Officials told the Board of Education that a projected enrollment drop of 654 students, combined with federal and state funding instability, could force $8–17 million in general‑fund reductions and may trigger a reduction‑in‑force process this spring if the legislature and revenue picture do not improve.

Poudre School District R‑1 officials told the Board of Education on Feb. 10 that a combination of declining enrollment and uncertainty in state and federal funding could force multimillion‑dollar budget reductions and possible staffing cuts.

Chief Finance Officer Dave Montoya said district projections finalized Jan. 30 show “we are currently estimated to decline another 654 students,” a loss that, when combined with the statutory inflation increase in the school finance formula, largely offsets expected new revenue. Montoya warned that additional state proposals under discussion could deepen the impact, and staff estimated a plausible range of $8 million to $17 million in general‑fund reductions depending on legislative outcomes.

Dr. Lauren Hooten, chief of staff, said the administration is preparing to follow Article 14 of the employee agreement if reductions become necessary. “This does not mean that a reduction in force will happen,” Hooten said, but she outlined required timelines, seniority and endorsement lists, and a RIF committee (three administrators and three licensed staff) that would review placements and recommend actions to the superintendent and board.

Board members were briefed on the district’s fund‑balance policy (DBAA) and reserve thresholds; Montoya said reserves have eroded and that falling below the board’s 3% minimum would require immediate reductions. He reminded the board of prior experience during the Great Recession when roughly $12 million in cuts required eliminating positions.

Directors pressed staff for specificity about which programs are essential to preserve if cuts are required. Superintendent Brian Kingsley and the cabinet framed a set of “core universal” investments — such as curriculum and tier‑1 literacy work — that they said produced measurable student gains and should be prioritized. Montoya and Hooten said the district will present recommended contract cancellations if necessary at an April board meeting, with any final actions required before statutory staffing deadlines in June.
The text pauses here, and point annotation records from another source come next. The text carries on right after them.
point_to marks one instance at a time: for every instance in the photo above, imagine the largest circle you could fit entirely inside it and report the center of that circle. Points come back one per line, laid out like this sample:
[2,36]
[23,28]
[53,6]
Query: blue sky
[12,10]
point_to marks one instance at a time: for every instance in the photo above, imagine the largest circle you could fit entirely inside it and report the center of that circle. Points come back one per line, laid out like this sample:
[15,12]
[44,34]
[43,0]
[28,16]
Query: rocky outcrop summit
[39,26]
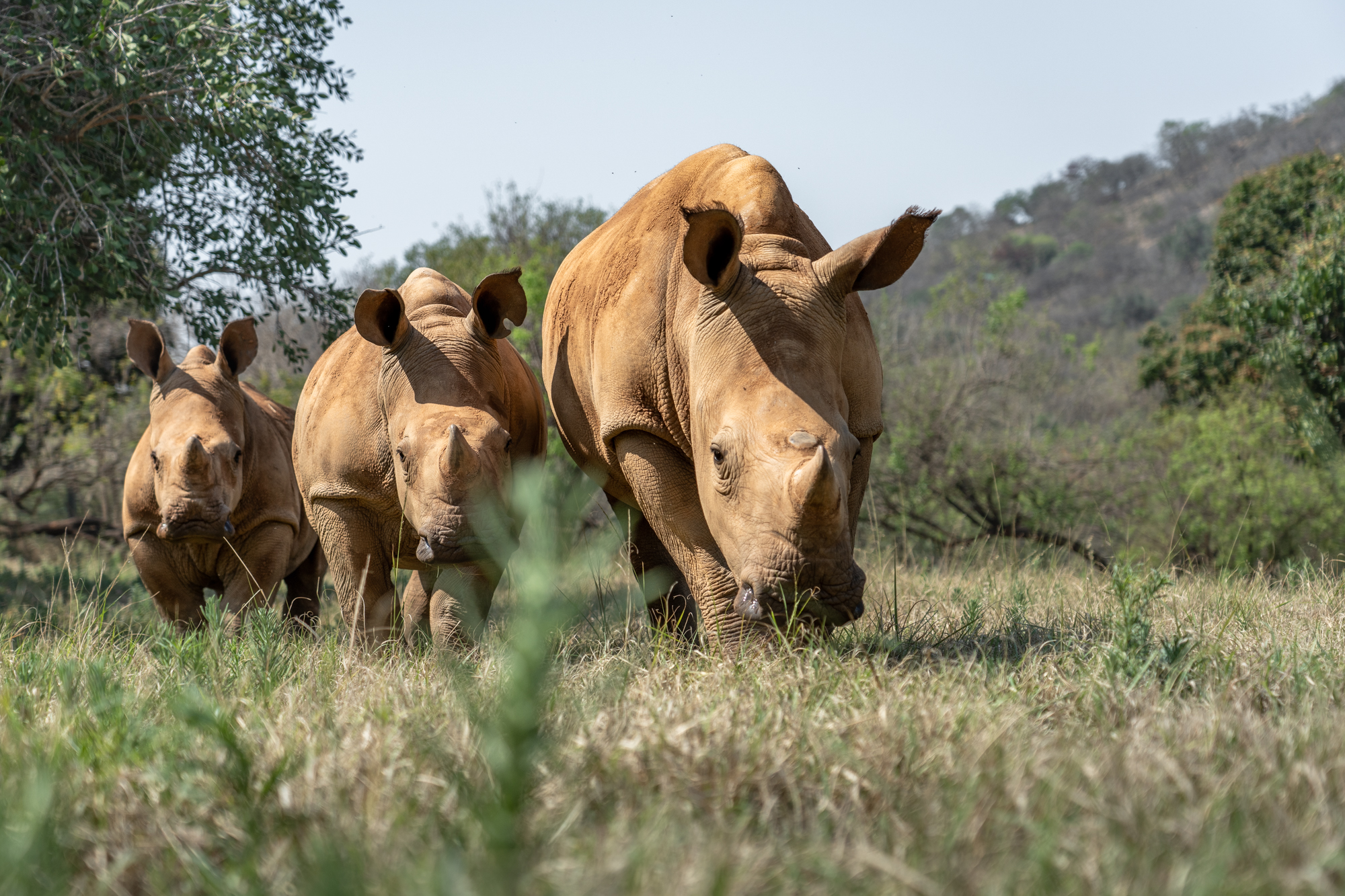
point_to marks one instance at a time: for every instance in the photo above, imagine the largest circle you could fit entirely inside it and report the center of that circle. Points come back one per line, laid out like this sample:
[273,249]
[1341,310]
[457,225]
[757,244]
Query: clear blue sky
[867,108]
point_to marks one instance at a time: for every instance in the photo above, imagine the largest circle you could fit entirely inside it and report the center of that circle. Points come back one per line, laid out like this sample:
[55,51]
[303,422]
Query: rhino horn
[817,481]
[194,459]
[459,454]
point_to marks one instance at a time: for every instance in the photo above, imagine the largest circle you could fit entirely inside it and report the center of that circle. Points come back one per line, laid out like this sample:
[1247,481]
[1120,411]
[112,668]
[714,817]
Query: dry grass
[989,729]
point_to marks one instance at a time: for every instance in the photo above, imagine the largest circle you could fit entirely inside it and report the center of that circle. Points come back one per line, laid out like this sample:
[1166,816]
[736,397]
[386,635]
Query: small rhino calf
[210,498]
[408,421]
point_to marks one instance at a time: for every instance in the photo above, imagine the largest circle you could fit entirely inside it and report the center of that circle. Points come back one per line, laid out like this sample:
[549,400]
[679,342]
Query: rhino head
[774,455]
[439,388]
[198,434]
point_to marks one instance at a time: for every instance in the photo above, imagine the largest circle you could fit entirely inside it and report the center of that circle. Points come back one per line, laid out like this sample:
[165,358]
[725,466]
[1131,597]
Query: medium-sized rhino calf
[210,498]
[408,421]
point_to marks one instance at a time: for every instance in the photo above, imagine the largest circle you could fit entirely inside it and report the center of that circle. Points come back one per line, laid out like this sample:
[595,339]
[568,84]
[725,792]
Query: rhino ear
[497,298]
[147,350]
[878,259]
[237,348]
[381,318]
[711,247]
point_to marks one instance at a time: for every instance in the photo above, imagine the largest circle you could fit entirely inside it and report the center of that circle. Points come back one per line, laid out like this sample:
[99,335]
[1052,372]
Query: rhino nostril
[424,552]
[748,604]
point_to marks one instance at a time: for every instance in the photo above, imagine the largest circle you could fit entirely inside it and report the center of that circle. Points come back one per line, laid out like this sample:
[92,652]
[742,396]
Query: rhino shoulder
[861,372]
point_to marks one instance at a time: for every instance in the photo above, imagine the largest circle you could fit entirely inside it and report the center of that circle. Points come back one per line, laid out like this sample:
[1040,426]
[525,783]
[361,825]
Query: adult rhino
[210,498]
[711,364]
[408,420]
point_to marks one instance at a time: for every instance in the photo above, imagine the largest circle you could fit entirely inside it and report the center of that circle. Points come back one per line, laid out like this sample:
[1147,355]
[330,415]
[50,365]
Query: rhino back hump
[341,442]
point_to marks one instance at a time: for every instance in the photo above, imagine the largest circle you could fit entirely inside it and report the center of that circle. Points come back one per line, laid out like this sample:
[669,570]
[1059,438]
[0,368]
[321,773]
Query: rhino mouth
[196,530]
[783,603]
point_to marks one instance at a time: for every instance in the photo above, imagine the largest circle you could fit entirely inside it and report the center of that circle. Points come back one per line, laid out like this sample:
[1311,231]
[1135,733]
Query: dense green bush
[165,155]
[1239,487]
[1276,307]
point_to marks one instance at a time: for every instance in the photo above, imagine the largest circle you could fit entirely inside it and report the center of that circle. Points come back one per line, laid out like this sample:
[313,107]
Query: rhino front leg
[361,569]
[455,602]
[664,486]
[666,594]
[180,602]
[254,567]
[302,589]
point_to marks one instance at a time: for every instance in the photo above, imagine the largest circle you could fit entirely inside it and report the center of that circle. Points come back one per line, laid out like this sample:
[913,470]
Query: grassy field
[992,725]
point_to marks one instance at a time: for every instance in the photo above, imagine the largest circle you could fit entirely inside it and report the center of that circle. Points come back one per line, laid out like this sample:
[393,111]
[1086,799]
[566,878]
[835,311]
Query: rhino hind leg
[303,588]
[666,594]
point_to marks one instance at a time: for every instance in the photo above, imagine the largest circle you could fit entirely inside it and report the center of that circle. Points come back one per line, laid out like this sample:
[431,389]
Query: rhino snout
[440,551]
[767,596]
[197,529]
Several board members urged transparency and compassion in communications to employees and the public. Director comments emphasized advance notice, community engagement and exploring every legislative and local option to reduce the scale of cuts.

Next steps: the board signaled support for administration to draft a resolution authorizing the RIF process if required and to return with specific recommendations in April, recognizing that precise numbers may shift as the state legislative session proceeds.